The only other two options are to inject steroids into the skin around the keloid, or to apply topical retinoic acid directly onto the scar.

Sometimes though, the best treatment for keloids is nothing at all.

What are the risks?
The different treatments available for acne scars all sound very high-tech and safe, and most of them are. But certain people, including patients that have recently taken Accutane, have active cystic acne or those that have unrealistic expectations of how the treatment will dramatically transform their lives, are not good candidates for treatment.

Resurfacing techniques may cause short or long-term pigment problems. Your skin tone may be increased temporarily or decreased for a longer period.

More scarring, infection and persistent redness can also result from treatments.
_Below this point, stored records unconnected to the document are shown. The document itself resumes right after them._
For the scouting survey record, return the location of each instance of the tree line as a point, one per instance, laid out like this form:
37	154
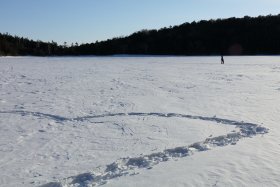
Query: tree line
233	36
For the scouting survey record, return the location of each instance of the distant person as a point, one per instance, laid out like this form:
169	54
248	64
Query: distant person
222	59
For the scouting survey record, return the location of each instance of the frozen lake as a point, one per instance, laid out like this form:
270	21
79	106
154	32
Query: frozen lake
139	121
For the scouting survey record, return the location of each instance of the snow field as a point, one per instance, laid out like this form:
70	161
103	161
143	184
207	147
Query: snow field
112	120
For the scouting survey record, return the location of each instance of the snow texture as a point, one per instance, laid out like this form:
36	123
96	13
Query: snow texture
124	121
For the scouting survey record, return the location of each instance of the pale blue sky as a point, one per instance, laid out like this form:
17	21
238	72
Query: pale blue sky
90	20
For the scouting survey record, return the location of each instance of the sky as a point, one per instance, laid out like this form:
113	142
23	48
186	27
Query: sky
86	21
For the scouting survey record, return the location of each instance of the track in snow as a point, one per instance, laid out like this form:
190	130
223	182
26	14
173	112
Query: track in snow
130	166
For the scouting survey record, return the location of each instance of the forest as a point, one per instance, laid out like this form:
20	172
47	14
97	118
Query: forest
232	36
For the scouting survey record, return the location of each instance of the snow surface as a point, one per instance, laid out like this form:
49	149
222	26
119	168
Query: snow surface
140	121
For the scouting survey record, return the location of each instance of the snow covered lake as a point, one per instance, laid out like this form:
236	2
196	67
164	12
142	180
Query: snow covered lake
139	121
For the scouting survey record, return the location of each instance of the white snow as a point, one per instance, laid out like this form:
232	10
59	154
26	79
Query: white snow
140	121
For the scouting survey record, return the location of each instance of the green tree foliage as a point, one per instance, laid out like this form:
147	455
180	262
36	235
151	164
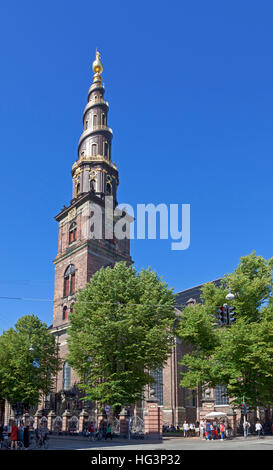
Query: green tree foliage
239	356
28	361
121	328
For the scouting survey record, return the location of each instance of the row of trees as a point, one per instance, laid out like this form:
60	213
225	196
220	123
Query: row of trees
123	326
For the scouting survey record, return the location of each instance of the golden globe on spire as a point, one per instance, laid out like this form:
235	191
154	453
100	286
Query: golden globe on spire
97	68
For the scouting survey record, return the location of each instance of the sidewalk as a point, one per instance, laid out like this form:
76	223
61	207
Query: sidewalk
116	439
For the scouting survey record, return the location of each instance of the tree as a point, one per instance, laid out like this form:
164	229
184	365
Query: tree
28	361
121	329
240	355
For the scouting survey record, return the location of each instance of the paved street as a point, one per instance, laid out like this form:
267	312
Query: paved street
168	443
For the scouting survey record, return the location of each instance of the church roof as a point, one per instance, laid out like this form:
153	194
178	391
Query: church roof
192	294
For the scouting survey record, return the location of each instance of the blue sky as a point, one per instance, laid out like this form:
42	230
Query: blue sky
191	105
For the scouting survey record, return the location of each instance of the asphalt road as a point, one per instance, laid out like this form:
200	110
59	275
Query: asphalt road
168	443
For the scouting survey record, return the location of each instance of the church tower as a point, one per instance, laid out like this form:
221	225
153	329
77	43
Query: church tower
95	178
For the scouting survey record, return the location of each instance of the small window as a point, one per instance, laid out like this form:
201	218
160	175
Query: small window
65	314
94	150
220	395
69	280
66	376
108	189
73	232
106	149
93	185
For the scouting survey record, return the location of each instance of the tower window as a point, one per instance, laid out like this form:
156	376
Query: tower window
65	313
69	280
73	232
93	185
108	189
106	146
66	376
94	150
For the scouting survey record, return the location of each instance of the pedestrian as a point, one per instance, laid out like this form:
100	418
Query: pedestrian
208	431
246	427
222	431
91	431
14	435
202	429
21	433
26	437
108	432
185	428
258	428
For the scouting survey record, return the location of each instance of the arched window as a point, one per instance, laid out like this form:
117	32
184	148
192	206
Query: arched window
93	185
94	150
73	232
65	315
69	280
66	376
106	149
108	189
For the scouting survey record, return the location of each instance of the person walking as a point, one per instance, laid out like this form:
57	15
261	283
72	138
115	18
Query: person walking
185	428
208	431
108	432
246	427
222	431
21	433
202	429
1	434
258	428
14	436
26	437
91	431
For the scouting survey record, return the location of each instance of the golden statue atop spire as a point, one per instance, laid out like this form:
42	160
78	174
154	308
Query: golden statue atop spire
97	68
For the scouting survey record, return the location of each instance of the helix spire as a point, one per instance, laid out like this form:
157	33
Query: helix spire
97	68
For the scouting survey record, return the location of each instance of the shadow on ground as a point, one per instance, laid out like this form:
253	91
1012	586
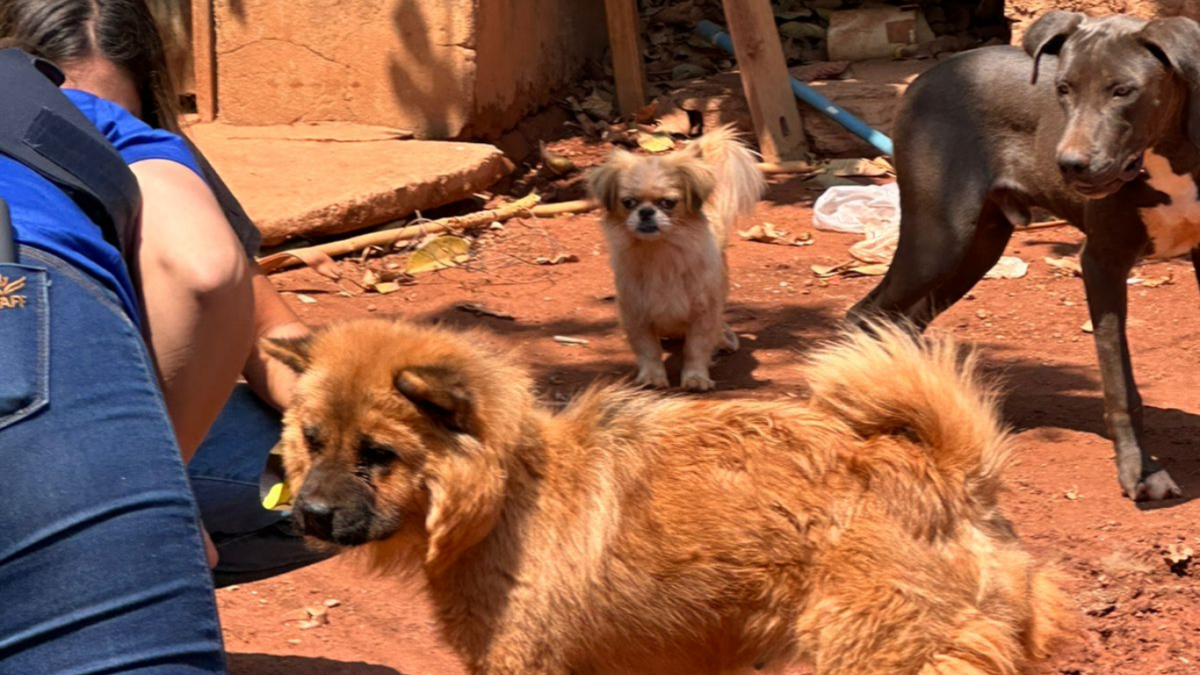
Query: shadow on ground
273	664
1062	396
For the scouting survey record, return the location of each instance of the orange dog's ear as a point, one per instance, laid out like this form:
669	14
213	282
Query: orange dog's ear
697	183
439	393
292	352
604	181
466	483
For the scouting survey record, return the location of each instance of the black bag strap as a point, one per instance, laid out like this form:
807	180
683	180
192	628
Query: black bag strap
41	129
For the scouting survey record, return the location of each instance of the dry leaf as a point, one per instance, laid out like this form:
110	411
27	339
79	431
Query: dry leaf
657	142
1066	267
829	270
439	252
480	310
867	270
765	233
1179	556
559	258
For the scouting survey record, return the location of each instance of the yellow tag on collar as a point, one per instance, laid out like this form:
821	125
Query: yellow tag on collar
279	497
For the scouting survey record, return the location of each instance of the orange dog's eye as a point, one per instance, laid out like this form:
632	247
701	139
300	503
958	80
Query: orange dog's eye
312	438
372	453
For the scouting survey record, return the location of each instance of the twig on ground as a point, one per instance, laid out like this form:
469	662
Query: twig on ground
389	238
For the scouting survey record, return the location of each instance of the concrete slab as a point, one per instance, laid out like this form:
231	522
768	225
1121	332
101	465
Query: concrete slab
316	180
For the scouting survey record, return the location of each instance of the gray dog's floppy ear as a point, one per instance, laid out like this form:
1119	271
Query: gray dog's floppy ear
1048	34
1176	42
292	352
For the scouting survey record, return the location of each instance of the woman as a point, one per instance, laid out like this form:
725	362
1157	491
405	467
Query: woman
117	368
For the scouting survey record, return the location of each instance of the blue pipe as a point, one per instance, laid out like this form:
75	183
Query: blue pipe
714	34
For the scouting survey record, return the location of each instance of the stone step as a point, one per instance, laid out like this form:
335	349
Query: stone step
323	179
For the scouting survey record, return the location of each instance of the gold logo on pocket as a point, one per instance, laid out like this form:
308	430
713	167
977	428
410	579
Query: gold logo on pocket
9	297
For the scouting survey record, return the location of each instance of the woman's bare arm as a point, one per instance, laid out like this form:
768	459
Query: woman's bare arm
197	296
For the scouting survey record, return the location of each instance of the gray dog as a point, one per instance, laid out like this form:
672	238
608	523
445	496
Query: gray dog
1098	121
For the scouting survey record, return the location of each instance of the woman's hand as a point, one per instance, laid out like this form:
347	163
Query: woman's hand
268	377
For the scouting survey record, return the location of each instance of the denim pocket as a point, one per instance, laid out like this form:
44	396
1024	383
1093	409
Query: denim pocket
24	342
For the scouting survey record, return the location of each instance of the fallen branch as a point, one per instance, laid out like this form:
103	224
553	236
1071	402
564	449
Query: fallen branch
551	210
387	238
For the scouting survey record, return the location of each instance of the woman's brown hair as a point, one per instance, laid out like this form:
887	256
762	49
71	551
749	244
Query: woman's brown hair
123	31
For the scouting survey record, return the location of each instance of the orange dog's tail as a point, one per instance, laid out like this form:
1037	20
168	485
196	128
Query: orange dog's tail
886	381
739	183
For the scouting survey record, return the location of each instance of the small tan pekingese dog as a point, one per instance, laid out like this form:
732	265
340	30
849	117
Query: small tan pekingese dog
667	221
630	533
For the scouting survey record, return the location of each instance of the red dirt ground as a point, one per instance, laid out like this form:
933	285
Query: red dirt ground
1137	615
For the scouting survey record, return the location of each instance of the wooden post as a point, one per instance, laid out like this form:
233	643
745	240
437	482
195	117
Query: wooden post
204	55
765	78
624	39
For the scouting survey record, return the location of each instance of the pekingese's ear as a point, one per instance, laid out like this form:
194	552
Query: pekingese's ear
697	181
604	181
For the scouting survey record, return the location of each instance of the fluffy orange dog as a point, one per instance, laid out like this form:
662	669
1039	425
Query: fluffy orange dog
667	221
857	532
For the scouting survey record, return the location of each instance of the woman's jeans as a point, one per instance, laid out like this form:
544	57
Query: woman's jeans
102	568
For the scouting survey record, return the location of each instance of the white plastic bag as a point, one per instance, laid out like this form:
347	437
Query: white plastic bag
874	210
858	209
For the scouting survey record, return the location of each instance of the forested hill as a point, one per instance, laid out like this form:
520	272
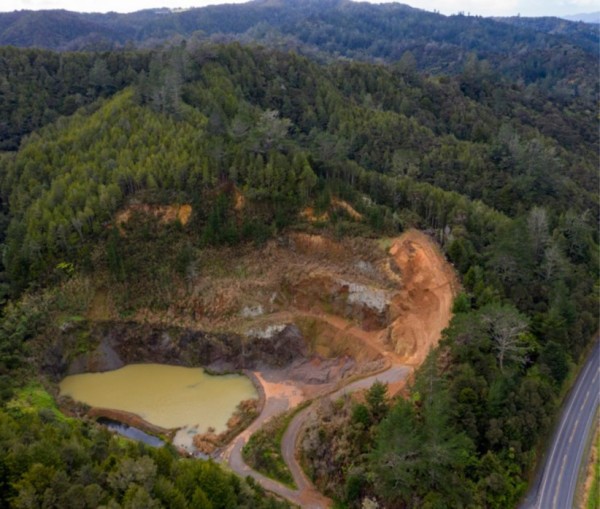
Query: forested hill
331	28
501	168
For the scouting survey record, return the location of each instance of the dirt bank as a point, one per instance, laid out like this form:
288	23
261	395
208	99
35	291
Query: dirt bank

Any substances injected under the skin may be incorrectly positioned and may also cause allergies.

Some of these side effects are temporary, but others can be permanent, it’s just a risk that you will have to take.

Stars with scars

Has all this talk of lasers, chemical peels and surgery freaked you out? There is another pain-free solution. Do nothing. Live with your scars. Many famous people have learned to do this. Think Kevin Bacon, Seal, Bryan Adams and Richard Burton.

Read more: Stars with scars

Scars can give one character, why do you think that the stars mentioned above never had their acne scars treated? It certainly wasn’t because they didn’t have the money!

Alicia Keys and Cameron Diaz also have bad acne scars, we just don’t see them thanks to the wonders of photoshop and professional make up artists.

Weigh up the pros and cons. One major con will be the expense of such treatments. Your medical aid might not pay, because facial surgery could be considered as cosmetic.

On the other hand, if your face is severely disfigured and you feel that your scars have ruined your confidence and your life, treatment may just be worth the huge financial outlay.